Dr. Fernandez stressed the need for a simple process ensuring quick medical feedback for a firefighter with a new medical diagnosis or medication change. “If you have a question, say six months after a routine exam or some rehabilitation, the doctor should not have to familiarize himself with the patient and their history first.”

He added that the physician must have intimate knowledge of the NFPA 1582 Standard, experience which a primary care provider may not possess.

The doctors also found that the dual purpose of immediate treatment and a quick clearance to return to duties, both high priorities in emergency personnel such as firefighters, was, in many cases, misunderstood by medical practitioners whose primary concerns were diagnosis and treatment only.

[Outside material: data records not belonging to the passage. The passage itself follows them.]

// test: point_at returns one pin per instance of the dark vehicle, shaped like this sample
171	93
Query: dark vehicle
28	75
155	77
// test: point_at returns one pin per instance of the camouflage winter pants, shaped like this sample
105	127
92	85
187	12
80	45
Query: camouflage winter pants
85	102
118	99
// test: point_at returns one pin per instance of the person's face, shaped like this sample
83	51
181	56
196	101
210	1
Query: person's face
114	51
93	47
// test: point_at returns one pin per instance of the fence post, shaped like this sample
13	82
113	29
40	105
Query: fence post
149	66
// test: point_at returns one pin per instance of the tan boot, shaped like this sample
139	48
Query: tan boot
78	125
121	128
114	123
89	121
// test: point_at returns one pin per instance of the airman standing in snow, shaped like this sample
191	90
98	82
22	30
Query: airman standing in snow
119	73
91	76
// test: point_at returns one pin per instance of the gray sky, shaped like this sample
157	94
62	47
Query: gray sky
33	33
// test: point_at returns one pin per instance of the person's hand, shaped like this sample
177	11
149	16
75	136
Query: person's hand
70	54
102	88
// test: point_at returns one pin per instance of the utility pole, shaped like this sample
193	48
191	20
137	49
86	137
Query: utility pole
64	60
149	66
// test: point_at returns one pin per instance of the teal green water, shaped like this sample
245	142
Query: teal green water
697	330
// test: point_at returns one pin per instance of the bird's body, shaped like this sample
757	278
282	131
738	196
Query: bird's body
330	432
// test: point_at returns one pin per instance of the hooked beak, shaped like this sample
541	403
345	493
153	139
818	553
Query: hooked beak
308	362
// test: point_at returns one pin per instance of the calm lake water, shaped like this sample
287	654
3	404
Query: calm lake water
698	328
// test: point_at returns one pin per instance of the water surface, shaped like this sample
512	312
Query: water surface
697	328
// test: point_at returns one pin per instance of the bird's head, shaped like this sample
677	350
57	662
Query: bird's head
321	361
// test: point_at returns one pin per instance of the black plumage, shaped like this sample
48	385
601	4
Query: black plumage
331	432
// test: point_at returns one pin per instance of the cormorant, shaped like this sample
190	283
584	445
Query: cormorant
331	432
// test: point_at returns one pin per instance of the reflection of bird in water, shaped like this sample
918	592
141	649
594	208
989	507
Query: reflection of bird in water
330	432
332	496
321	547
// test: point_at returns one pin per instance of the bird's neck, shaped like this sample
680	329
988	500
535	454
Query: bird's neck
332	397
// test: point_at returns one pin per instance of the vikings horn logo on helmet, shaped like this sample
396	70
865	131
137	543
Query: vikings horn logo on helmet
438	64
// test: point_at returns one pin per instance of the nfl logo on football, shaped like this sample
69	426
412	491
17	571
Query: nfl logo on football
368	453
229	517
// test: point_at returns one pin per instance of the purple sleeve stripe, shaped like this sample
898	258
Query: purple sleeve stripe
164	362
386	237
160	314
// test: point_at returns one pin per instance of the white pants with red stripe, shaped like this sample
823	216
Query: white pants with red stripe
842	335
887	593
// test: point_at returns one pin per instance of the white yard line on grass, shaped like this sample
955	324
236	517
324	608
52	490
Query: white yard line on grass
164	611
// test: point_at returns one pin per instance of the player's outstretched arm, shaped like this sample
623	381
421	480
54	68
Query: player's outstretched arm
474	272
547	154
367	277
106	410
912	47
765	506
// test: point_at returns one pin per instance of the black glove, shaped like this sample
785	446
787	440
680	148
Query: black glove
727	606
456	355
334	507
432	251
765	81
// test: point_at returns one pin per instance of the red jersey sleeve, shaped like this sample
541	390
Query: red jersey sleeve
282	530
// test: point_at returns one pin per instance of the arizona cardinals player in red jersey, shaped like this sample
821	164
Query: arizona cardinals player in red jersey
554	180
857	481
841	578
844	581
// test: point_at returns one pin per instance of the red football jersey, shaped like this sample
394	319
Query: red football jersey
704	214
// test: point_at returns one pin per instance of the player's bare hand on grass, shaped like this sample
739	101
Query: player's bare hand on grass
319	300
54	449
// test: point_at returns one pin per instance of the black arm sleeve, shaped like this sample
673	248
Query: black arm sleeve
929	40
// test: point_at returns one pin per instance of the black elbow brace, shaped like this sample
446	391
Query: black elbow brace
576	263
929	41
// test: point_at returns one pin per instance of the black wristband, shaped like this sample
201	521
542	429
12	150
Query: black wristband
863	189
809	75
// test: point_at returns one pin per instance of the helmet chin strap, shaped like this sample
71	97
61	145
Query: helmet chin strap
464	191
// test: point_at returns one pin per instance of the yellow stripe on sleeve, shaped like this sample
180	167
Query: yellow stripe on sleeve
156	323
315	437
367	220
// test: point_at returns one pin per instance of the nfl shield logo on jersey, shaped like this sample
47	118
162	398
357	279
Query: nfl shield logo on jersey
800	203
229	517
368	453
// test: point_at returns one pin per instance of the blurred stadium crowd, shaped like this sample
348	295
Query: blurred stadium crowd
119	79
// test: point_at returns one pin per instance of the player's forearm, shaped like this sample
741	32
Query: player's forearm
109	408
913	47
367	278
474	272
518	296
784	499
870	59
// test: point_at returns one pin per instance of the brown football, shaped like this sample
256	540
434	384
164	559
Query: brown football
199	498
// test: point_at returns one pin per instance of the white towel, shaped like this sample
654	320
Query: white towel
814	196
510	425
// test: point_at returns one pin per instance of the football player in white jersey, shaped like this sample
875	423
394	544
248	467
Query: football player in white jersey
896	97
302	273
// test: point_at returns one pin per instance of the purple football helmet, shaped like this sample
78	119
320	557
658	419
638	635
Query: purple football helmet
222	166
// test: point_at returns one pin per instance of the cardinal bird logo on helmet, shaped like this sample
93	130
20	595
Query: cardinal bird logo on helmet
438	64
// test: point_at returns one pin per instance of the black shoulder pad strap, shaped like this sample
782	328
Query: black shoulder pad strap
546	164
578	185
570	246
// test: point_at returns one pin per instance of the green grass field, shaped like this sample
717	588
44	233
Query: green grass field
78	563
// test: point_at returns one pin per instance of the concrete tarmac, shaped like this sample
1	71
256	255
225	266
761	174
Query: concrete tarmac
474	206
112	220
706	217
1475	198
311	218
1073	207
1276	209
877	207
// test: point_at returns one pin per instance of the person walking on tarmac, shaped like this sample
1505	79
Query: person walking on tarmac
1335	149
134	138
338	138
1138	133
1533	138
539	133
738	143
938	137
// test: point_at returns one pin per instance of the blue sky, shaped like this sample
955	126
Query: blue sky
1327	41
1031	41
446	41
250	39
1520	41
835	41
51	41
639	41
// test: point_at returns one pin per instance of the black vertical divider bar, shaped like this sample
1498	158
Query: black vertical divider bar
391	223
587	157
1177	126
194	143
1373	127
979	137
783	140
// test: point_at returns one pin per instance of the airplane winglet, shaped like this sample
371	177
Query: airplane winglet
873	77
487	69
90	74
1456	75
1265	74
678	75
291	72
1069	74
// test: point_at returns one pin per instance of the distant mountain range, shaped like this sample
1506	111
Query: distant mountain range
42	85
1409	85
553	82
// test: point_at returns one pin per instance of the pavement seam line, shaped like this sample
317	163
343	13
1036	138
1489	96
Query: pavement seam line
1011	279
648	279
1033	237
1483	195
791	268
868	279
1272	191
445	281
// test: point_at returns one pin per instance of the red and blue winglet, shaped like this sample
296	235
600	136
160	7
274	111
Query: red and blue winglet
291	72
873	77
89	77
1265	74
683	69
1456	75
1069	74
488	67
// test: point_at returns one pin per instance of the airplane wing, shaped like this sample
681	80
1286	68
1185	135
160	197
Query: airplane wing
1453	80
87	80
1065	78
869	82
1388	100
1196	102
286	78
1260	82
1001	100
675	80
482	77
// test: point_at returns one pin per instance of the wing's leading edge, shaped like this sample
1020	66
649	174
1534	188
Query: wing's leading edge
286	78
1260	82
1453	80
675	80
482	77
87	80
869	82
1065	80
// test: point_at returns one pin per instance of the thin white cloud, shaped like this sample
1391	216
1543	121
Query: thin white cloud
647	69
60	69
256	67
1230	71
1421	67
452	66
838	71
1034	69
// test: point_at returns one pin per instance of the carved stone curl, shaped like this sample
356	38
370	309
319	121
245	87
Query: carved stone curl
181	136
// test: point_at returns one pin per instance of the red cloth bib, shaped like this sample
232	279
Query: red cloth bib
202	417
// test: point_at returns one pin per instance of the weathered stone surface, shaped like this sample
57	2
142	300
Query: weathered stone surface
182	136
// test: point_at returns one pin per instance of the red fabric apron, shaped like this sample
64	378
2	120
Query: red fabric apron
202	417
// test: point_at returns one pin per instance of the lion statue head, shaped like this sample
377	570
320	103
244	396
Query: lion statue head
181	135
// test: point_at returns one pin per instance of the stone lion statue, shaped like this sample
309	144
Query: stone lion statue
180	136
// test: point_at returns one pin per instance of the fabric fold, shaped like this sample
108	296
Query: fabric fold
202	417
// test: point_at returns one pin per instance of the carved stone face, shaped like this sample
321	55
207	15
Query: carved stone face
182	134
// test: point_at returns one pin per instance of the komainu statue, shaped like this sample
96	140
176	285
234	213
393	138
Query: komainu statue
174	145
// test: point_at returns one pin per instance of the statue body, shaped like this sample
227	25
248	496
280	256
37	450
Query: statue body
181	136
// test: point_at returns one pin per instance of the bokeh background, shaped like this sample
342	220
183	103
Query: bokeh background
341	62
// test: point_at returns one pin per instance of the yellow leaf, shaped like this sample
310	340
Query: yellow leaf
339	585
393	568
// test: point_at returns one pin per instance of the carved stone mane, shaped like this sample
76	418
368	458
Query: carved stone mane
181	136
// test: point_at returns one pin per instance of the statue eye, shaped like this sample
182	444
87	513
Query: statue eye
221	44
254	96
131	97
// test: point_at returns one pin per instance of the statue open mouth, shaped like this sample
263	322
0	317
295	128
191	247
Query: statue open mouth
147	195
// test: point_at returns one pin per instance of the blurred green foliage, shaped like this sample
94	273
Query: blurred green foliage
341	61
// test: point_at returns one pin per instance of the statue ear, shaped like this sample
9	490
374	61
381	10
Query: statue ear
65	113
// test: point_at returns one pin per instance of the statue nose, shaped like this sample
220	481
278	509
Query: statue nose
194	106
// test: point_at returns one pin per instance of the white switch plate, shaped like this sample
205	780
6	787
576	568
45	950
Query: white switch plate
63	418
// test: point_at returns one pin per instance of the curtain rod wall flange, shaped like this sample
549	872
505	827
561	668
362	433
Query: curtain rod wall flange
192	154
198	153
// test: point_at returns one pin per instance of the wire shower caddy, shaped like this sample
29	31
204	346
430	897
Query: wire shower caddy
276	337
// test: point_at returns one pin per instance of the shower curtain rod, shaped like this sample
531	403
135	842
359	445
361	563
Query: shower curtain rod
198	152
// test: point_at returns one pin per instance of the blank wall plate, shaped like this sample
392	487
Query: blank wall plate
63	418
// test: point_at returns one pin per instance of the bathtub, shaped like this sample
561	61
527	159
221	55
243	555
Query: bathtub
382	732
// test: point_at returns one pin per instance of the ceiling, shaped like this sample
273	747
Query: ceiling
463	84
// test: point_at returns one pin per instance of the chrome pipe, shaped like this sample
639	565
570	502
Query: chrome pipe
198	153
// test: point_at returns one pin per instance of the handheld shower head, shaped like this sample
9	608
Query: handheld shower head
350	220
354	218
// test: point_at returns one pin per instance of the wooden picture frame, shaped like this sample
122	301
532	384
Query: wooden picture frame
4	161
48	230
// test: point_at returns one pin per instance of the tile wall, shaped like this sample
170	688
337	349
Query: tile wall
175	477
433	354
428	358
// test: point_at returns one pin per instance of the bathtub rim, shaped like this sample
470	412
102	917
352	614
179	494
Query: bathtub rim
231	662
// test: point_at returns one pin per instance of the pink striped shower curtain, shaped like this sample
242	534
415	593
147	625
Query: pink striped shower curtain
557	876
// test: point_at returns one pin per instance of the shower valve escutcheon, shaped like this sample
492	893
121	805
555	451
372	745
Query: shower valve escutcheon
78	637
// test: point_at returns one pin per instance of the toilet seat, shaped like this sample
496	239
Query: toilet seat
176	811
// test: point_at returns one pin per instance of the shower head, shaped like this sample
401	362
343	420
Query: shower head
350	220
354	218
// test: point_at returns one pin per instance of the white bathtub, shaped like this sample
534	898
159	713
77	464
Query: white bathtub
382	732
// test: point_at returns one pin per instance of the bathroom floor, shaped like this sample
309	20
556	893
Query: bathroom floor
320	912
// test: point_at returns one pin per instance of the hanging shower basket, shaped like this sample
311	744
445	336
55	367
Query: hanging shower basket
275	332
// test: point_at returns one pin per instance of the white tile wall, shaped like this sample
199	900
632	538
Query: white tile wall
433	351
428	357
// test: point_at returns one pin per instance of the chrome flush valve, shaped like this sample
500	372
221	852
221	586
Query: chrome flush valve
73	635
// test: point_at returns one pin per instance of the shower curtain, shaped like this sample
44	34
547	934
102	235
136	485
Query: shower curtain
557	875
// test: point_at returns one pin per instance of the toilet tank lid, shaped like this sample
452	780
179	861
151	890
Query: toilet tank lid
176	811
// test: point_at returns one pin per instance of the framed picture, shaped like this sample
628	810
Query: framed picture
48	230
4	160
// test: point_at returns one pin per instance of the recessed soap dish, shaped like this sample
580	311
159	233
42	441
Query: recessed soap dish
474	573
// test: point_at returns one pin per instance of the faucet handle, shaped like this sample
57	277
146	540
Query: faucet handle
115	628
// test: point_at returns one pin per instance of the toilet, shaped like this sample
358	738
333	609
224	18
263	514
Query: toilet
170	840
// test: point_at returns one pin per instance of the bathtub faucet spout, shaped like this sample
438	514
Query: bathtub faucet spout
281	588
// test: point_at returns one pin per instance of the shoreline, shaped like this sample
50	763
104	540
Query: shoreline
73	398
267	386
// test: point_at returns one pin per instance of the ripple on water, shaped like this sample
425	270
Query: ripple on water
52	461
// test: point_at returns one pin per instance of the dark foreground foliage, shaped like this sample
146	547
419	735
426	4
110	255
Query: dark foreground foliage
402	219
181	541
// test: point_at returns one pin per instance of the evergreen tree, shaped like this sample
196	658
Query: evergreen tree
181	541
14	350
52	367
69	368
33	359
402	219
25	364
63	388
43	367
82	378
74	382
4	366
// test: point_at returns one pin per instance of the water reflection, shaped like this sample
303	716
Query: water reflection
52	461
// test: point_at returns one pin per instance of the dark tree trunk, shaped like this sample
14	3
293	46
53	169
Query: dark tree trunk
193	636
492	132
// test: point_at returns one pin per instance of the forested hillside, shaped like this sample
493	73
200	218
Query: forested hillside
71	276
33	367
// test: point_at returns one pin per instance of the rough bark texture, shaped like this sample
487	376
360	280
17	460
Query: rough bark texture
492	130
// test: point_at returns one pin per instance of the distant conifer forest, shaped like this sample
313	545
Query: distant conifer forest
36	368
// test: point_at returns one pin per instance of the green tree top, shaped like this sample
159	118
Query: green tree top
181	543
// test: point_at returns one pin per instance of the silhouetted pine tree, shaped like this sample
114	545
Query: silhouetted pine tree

“There is immediacy to keeping firefighters on the job and, many times there are options other than a recommendation to see a specialist or medications which may disqualify return to duties for a period of time,” Dr. Walker pointed out. “It’s a matter of understanding the industry, how it operates, knowing the applicable standards and the personnel you are treating or examining regularly and having your priorities in sync with the client.”

Although no doctor is going to sacrifice the medical safety of a firefighter for expediency, Doctors Fernandez and Walker found having the experience of optional treatment and its outcomes have helped many fire departments with their consistent readiness and full complement of personnel. Other findings included:
• Advance understanding of the total program by all firefighters is needed to provide a comfort level that the process is not a tool for “weeding out” the unfit, punitive in any way and will be protected by privacy standards. It is provided to insure that each firefighter remains as fit as possible as long as possible. Ongoing wellness programs, complete with diet and exercise recommendations, were perfect, and often insurance-lowering, additions to the annual physical requirements.
• Medical staff training in all areas specific to firefighter regulation, such as NIOSH training for pulmonary function testing and CAOHC certification for audio testing, were often not a requirement in the selection process. The presumption, again often, is that every medical professional has that training and that is just not the case.
• Assurance that a chosen doctor not only has the basic NFPA physical knowledge but can interpret the intent of the rules and act accordingly is often not selection criteria. Again, most primary care doctors will not have this type of experience, and probably do not practice it regularly.
• The medical provider needs to have modernized, well-maintained equipment so the firefighters have confidence in the medical personnel and the testing results.

“Consistency, specialized knowledge of the firefighting industry, experience in the diagnosis and treatment of the most commonly found problem areas and a ‘mind-meld’ between the physician and his client are imperative for the best fire industry programs,” Dr. Fernandez summarized. “Even though the occupational doctor works closely with primary care doctors and specialists if serious conditions are detected, we have found occupational physicians are the better match for a firefighting group on a normal day-to-day basis.”